FAO'dan Küresel Balık Stoklarına En Detaylı Bakış: Sürdürülebilirlik İçin Acil Eylem Çağrısı
DünyaBirleşmiş Milletler Gıda ve Tarım Örgütü (FAO), yayımladığı en detaylı raporla dünya deniz balıkçılığı stoklarının son durumunu gözler önüne serdi. Rapora göre, bazı bölgelerde bilimsel yönetimle toparlanma görülürken, birçok stok hâlâ aşırı baskı altında. Etkin yönetimin başarıları vurgulanırken, bu kazanımların küresel ölçekte acilen yaygınlaştırılması gerektiği belirtiliyor.
Birleşmiş Milletler Gıda ve Tarım Örgütü (FAO), bugün BM Okyanus Konferansı'nda dünya deniz balıkçılığı kaynaklarının durumu hakkında bugüne kadarki en detaylı küresel değerlendirmeyi içeren raporunu yayımladı. Rapora göre, dünyanın bazı deniz balıkçılıkları güçlü, bilime dayalı yönetim altında toparlanma gösterirken, birçoğu baskı altında kalmaya devam ediyor. Bu durum, etkin yönetimin ne kadar ileri gidebileceğini ve bu kazanımların ne kadar acilen tekrarlanması gerektiğini ortaya koyuyor.
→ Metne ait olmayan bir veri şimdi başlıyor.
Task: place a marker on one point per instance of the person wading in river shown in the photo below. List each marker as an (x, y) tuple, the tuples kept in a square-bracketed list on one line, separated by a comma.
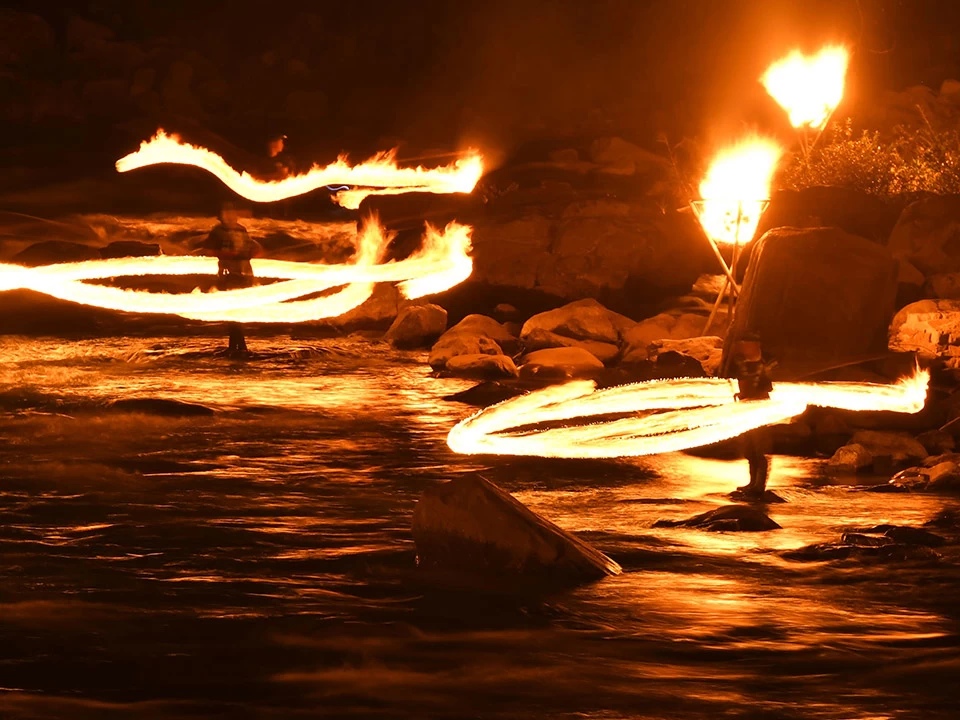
[(234, 249), (754, 385)]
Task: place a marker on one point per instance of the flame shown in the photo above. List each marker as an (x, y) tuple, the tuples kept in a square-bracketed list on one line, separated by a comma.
[(379, 175), (442, 262), (696, 412), (736, 188), (808, 88)]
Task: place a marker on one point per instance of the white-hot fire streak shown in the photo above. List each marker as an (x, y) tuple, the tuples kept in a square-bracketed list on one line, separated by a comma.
[(442, 262), (377, 176), (736, 189), (661, 416), (809, 88)]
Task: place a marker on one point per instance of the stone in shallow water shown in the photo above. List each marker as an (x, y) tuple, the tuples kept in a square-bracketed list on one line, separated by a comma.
[(741, 518), (470, 524)]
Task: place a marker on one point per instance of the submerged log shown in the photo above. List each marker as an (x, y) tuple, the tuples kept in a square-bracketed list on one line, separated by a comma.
[(470, 524)]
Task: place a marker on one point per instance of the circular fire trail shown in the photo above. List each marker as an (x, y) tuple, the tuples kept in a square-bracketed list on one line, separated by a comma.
[(380, 175), (442, 262), (695, 412)]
"Dünya Deniz Balıkçılık Kaynaklarının Durumu İncelemesi- 2025" başlıklı rapor, 2.570 ayrı balık stoğunun biyolojik sürdürülebilirliğini inceliyor. Bu sayı, raporun önceki baskılarına göre büyük bir artışa işaret ediyor. 200'den fazla kurum ve 90'dan fazla ülkeden 650'den fazla uzmanın katkılarıyla hazırlanan bu katılımcı ve kapsayıcı rapor, tüm FAO deniz balıkçılık alanlarındaki eğilimleri analiz ederek küresel deniz balıkçılığının durumuna ilişkin bugüne kadarki en net tabloyu sunuyor.
Rapora göre, tüm balıkçılık stoklarının %64,5'i biyolojik olarak sürdürülebilir seviyelerde avlanırken, stokların %35,5'i aşırı avlanmış olarak sınıflandırılıyor. Üretim seviyeleri ağırlıklandırıldığında ise küresel balıkçılık avının %77,2'si biyolojik olarak sürdürülebilir stoklardan geliyor.
Etkin balıkçılık yönetimi altındaki deniz balıkçılık alanlarında sürdürülebilirlik oranları küresel ortalamayı önemli ölçüde aşıyor. Örneğin, Kuzeydoğu Pasifik'te stokların %92,7'si sürdürülebilir bir şekilde avlanıyor.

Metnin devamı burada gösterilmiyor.